Why defining a variable inside a struct doesn't cause link errors?

struct foo{
   int bar1 = 5;
   const static int bar2 = 6;
};

Sharing foo using a header file among multiple translation units doesn't cause a link error for bar1 and bar2, why is that?

To my knowledge, bar1 doesn't even exist until an instance of foo is created and each instance of bar1 will have unique symbol, so no link errors can happen. bar2 is not even a definition, it's a declaration with initializer and needs to be initialized with const int foo::bar2; in only one file so again no link errors can happen.

Referring to this answer: https://stackoverflow.com/a/11301299

Is my understanding correct?


Solution 1:

Violations of The One Definition Rule do not require a diagnostic or a compiler error.

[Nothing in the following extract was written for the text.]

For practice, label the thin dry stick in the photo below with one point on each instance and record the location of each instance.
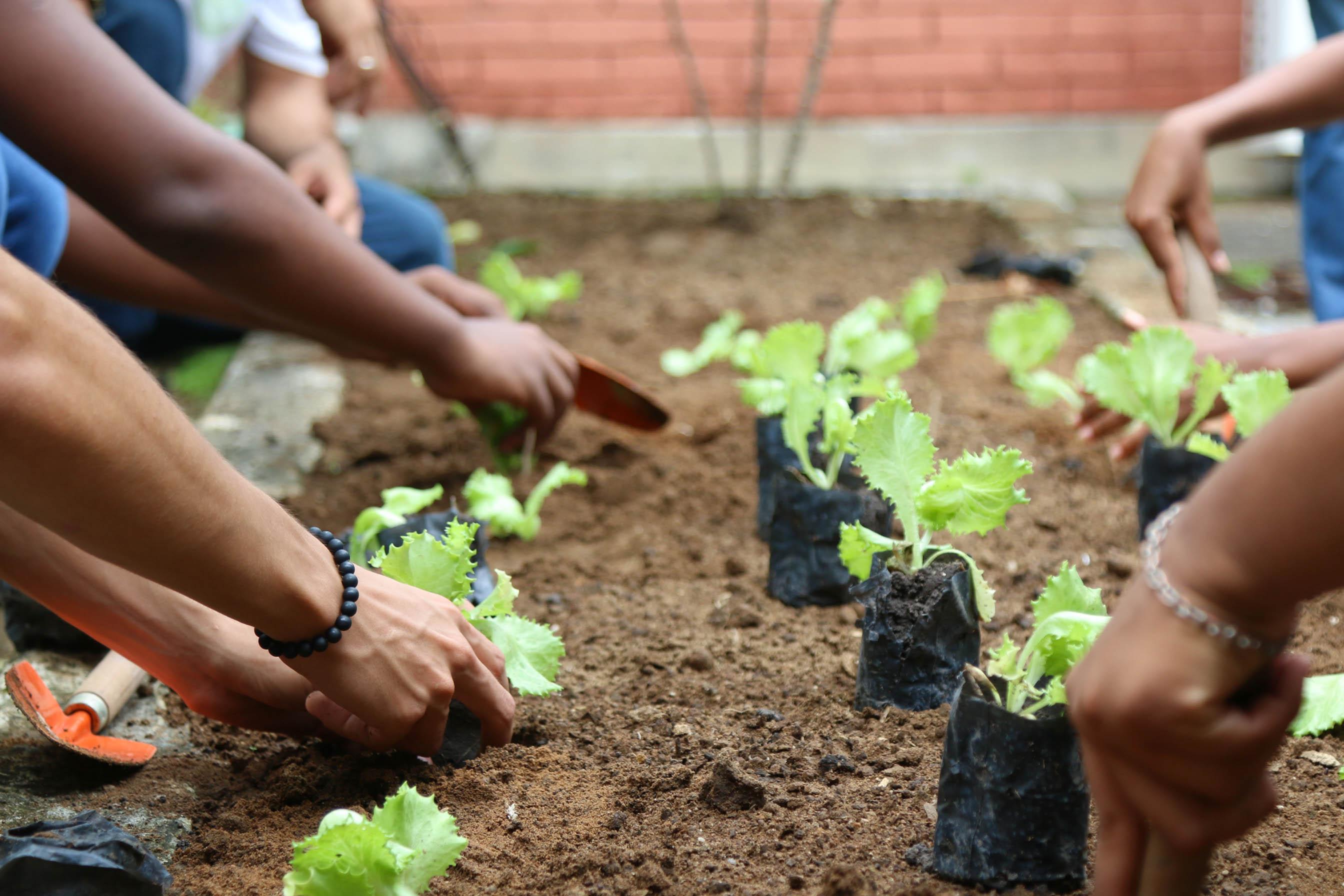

Presuming that bar2 is referenced in some translation unit: some compilers may successfully compile and link the resulting code. Other compilers may not and reject it (presumably at the linking stage). The C++ standard indicates that this is ill-formed, but a formal compiler diagnostic is not mandatory. That's just what the C++ standard says.

The reason why some compilers may let this skate is because they'll inline all the references to the static class member, hence there won't be any unresolved references that produce a failure at the link stage.

Solution 2:

As long as foo::bar2 is not odr-used, there is nothing wrong with the program. You can even use foo::bar2 in ways that are not odr-uses, and it will be fine. For example:

std::cout << foo::bar2 + 1;  // prints 7

This is because foo::bar2 in this expression can simply be replaced with its compile-time constant value of 6. It is not required to have an address, therefore its definition is not required to exist.

As soon as you odr-use foo::bar2 without having provided a definition, the program becomes ill-formed, no diagnostic required. Usually, this will cause a link error. You can see it for example in code like this:

std::vector<int> v;
v.push_back(foo::bar2);

This is an odr-use of foo::bar2 because push_back takes its argument by reference, necessitating the existence of its address. The program will probably not build unless an out-of-line definition of foo::bar2 is provided somewhere.